Thursday, August 7, 2008

Just got back from Brunswick, bought some Oreos and a box of Easy Macs for snacks purposes just in case IH food doesn't satisfy my insatiable appetite, which is usually the case. Decided to have KFC for dinner and dump my late meal aside, how 'thrifty' would that make me =( Also, I got myself a Sidney Sheldon book for only 5.75 dollars- despite me having read all of his series. I just absolutely adore Sidney's books. His work is a piece of art, hence I didn't bother thinking twice spending that money.

Had a short and great chat with Jia Wei during dinner. He told me that he's aiming to spend only 300-400 dollars this whole semester, which is about 4 months. To many that may seem like a very small amount, but to think again, it's actually possible to spend only that amount of money. Firstly, all our meals are provided already in IH. Plus, electricity and water bills are included in the IH bill our parents paid for. So, the money that we'll be spending are just on outings during the weekends. That made me re-think. If he can do it, why can't I?

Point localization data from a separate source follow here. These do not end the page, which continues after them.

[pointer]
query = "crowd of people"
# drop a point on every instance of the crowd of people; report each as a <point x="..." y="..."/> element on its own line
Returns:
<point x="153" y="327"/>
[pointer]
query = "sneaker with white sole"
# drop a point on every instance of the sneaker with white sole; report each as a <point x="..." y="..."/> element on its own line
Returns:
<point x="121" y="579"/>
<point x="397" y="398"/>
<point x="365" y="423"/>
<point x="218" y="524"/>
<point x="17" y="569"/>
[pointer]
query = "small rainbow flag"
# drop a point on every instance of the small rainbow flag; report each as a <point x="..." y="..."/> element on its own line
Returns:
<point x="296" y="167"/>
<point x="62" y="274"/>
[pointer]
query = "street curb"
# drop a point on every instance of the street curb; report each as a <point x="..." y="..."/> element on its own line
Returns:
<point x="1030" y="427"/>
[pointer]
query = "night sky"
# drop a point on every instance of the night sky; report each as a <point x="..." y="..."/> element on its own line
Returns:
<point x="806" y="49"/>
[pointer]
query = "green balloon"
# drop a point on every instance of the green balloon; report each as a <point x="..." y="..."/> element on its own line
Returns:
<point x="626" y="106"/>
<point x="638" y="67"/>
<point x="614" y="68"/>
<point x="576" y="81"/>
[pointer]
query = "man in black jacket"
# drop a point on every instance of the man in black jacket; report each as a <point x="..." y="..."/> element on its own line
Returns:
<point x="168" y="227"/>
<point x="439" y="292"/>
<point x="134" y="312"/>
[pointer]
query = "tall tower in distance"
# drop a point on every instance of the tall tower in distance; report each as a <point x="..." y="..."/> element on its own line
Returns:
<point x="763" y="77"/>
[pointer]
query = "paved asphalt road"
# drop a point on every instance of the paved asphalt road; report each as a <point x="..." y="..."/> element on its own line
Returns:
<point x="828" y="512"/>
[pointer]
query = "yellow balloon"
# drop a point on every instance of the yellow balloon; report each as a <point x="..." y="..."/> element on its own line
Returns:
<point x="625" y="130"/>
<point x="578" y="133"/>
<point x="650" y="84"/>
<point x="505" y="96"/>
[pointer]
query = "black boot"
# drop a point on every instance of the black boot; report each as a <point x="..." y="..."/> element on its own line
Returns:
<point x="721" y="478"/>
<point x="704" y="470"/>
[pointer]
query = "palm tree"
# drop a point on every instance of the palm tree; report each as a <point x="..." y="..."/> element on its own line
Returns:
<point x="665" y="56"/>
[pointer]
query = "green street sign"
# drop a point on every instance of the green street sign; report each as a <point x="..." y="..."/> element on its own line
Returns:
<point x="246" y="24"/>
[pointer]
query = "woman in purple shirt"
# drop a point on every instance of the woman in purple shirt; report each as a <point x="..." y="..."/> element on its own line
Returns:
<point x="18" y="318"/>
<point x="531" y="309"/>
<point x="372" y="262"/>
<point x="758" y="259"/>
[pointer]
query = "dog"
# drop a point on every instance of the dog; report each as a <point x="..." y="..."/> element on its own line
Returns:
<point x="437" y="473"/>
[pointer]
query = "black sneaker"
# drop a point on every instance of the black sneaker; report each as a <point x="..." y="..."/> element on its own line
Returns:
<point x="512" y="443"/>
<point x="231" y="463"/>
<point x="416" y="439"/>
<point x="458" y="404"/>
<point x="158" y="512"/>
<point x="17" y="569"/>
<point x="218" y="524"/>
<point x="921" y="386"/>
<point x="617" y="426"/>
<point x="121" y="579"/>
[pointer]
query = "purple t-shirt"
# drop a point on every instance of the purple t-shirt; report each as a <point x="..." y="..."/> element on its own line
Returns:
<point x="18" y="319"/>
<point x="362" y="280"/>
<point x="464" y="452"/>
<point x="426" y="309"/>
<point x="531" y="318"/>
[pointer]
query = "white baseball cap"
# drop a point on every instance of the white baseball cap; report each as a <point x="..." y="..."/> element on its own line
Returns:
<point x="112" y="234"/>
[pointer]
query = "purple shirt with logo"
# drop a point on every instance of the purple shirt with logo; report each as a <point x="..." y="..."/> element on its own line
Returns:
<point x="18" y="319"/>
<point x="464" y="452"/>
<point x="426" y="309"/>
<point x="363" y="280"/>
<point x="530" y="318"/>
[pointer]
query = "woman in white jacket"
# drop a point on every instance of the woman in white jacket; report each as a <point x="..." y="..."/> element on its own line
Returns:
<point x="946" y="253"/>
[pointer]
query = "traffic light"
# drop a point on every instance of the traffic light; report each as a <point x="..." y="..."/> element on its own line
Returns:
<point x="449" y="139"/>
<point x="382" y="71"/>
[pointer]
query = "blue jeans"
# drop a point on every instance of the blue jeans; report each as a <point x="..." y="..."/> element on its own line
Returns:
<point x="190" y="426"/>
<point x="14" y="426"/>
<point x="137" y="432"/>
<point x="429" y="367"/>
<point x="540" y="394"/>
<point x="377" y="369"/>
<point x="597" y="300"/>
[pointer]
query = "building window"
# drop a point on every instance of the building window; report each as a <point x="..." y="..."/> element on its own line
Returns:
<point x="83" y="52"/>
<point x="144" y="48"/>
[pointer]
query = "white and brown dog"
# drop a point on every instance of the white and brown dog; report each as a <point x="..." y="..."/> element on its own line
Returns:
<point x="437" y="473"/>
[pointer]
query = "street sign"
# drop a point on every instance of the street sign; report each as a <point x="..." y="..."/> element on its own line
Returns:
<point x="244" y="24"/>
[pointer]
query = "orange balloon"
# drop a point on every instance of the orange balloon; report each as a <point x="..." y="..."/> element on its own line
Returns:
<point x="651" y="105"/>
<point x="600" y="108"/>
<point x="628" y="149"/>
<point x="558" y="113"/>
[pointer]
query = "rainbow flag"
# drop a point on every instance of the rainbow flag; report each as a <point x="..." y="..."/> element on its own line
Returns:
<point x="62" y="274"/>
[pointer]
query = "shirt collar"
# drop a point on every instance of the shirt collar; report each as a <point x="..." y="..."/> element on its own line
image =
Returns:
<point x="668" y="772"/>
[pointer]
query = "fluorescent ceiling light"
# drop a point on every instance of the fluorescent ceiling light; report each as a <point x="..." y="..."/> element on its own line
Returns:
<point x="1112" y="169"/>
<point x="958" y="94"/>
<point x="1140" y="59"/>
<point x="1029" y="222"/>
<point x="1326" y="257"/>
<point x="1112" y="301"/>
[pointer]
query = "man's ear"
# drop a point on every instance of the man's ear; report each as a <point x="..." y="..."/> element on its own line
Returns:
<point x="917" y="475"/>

Starting tomorrow, I shall spend only when I really need to, since buying the Sidney book has deducted major points from this new goal of mine. I'm going to eat in as much as I can, and only spend when I go out during the weekends. I'm aiming for a total of 500 dollars until I return Malaysia end of the year. And that does not include the Corporate Law textbook I'm going to purchase, which is gonna cost me a whopping 100 aussie dollars. If only it wasn't an open book exam, I'd gladly just borrow from IH library- but it isn't and thus I need to highlight and make my own notes in the book.

Did I mention that I can't find my watch? My precious stainless steel watch my mom presented me when I was 15, when I scored straight A's in my PMR. I still remember what she told me, that the watch will last me for a very, very long time, and I will wear it during my first job interview. It's a pretty watch. I miss it badly now. I really hope it will surface one of these days. One thing I don't quite like about myself now is that I tend to be disorganized. I wasn't like this last time, I'm not sure when it got to me. Now, my things are just everywhere and I tend to take for granted the things that I have. Texted my mom yesterday about my watch. She replied saying it's okay, get a new one if it doesn't turn up in 10 days. It's ok to have two watches.

Speaking of which, I really feel blessed and loved to have a family like mine. I was just unpacking and decorating my room the other day, and boy, looking at the things I told family to get me, made me feel... like a princess. It's little things like, I want the sticking board I had in my room back home, and they got me two. I emailed my mom that I wanted an ipod and speakers, and she gave me her ipod and this edifier thing to stick my ipod in. I mentioned I wanted this ralph lauren perfume, this kerastase hair masque, this and that, and they got me, everything. And a few days back, I sms-ed my mom and asked her why am I majoring in Finance and Accounting again- it being my choice solely. She emailed me promptly the next day and made me realize things in perspective. You see, sometimes I wish my parents didn't give me that many choices and lets me decide what I want most of the time. Sometimes I wish they'd decide for me.

A few days ago, I received this parcel from the front office:

A photo frame from my mom; now displayed on my bedside table.

It means a lot to me, thank you mummy.

P.S.: I chopped off my almost-going-to-be-long hair; and now it's back to how it was in form 1-3, short boy-cut hair like. Not sure if it's a good thing. I really did want to leave it long this year. Fate just wasn't on my side, hasn't been.

3 comments:

poh eng said...

Hi Dear

Miss reading your blog, coz you blocked me ah..Glad you love the photo frame of you and me. Can't wait to see a picture of you in short hair..show ya

Love, mummy

Anonymous said...

Lynnie, you are the most grateful girl I know and I think it's really eye-opening and inspiring. I remind myself to model your behavior whenever I feel like a bitch :p God bless! Muah muah~

Wei Lynn said...

Mummy: Hahaha.. I emailed you the pics already :) thanks for the comment mummy. Lol.

Sammy: No, no! I'm trying my best to be grateful.. can be quite hard sometimes though :) I miss you, you know.. :( we must skype one day!